That system didn’t come together overnight. Over time, she moved the tracking and management of faculty data from FileMaker to Excel and, ultimately, into Smartsheet—reshaping not just where the data lived, but how it functioned and how it appeared in dashboards for department leaders and teams.
Secure Processes for Sharing Sensitive Information
As she rebuilt the foundation for managing sensitive faculty data, security was an early priority. Howard knew any solution for automating her work would need to operate within a secure environment. After connecting with Cornell CIT, she confirmed that Smartsheet could meet the department’s requirements, including access controls tied to NetID logins, with the protections afforded therein.
With that assurance in place, Howard began mapping out her data flows in earnest. Rather than experimenting with test data, she worked directly with the real information she needed to support a range of dashboards.
“I learn best by doing,” said Howard. “Working with real data helped me quickly see what was possible—and what needed to change.”
Instead of pulling separate reports to answer individual requests, she now builds once and shares widely. A single dataset becomes intuitive dashboards that highlight multi-year teaching histories, sabbatical schedules, and promotion and tenure information—controlled for confidentiality, and tailored to different audiences.

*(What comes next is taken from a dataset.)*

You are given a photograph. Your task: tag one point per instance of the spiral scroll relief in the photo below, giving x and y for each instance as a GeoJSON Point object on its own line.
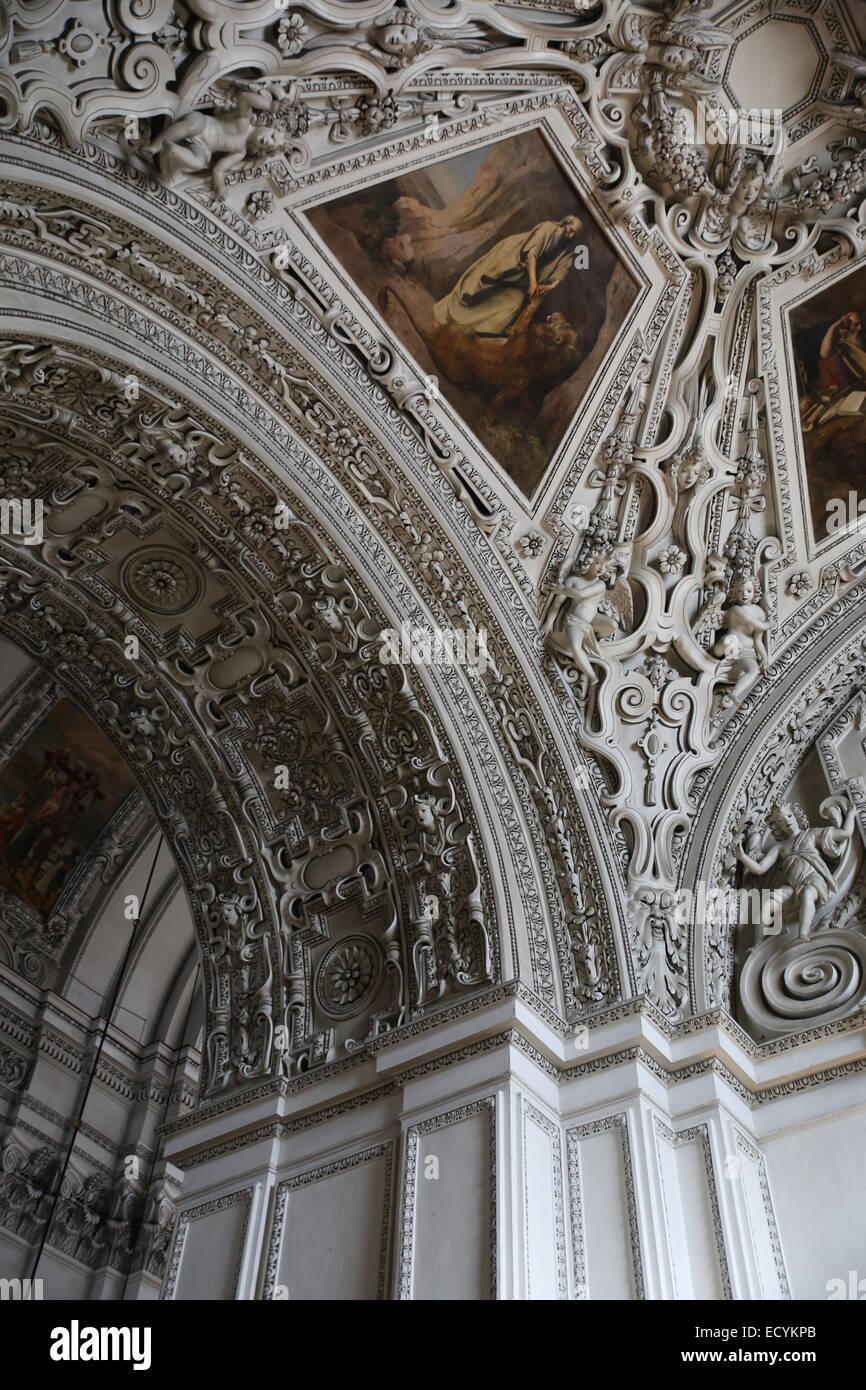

“With Smartsheet, I can take one giant sheet of data and turn it into a simple, regulated dashboard displaying just what each audience needs,” said Howard. “It’s what I call ‘super Excel.’ The more data you have—and the more clearly it’s structured—the easier it is to turn it into something useful.”
Over the past three years, that approach has grown into a connected system of dashboards, forms, and automated workflows. Data only needs to be entered once, then it flows where it’s needed—cutting down on repetitive work and making sure only the right people see the right information.
Leadership, the finance team, and the undergraduate program each get views tailored to them, without having to sort through information that doesn’t apply.
That balance—access without overload—is key to the system’s effectiveness. By filtering out what doesn’t matter for each audience, dashboards reduce cognitive load, improve clarity, and support faster decision-making.
Or, as Howard sadi, “They don’t have to see how the sausage is made—they just get the sausage.”
Automations Help with Bandwidth as Staffing Shifts
As her systems matured, the environment around her was also changing. Staffing levels shifted, and responsibilities once distributed across a team began consolidating.
What started as a way to improve efficiency quickly became an essential tool to help her navigate a changing workload.
“Automations I built to help people balance their workload turned into, ‘This is how I do that task now,’” Howard said.
Rather than stepping back, she kept building—using automation to absorb additional responsibilities and maintain continuity across the department. The systems she had already put in place made that possible.
At the same time, she wasn’t working in isolation. Through Cornell’s Smartsheet Teams channel, Howard connected with a broader community of staff who share ideas, troubleshoot challenges, and refine workflows together.
That collaborative layer, she said, is what makes the tool sustainable. “Smartsheet is an amazing individual tool, but its strength is in the sharing—in knowing the right data is going to the right people, with the right level of access.”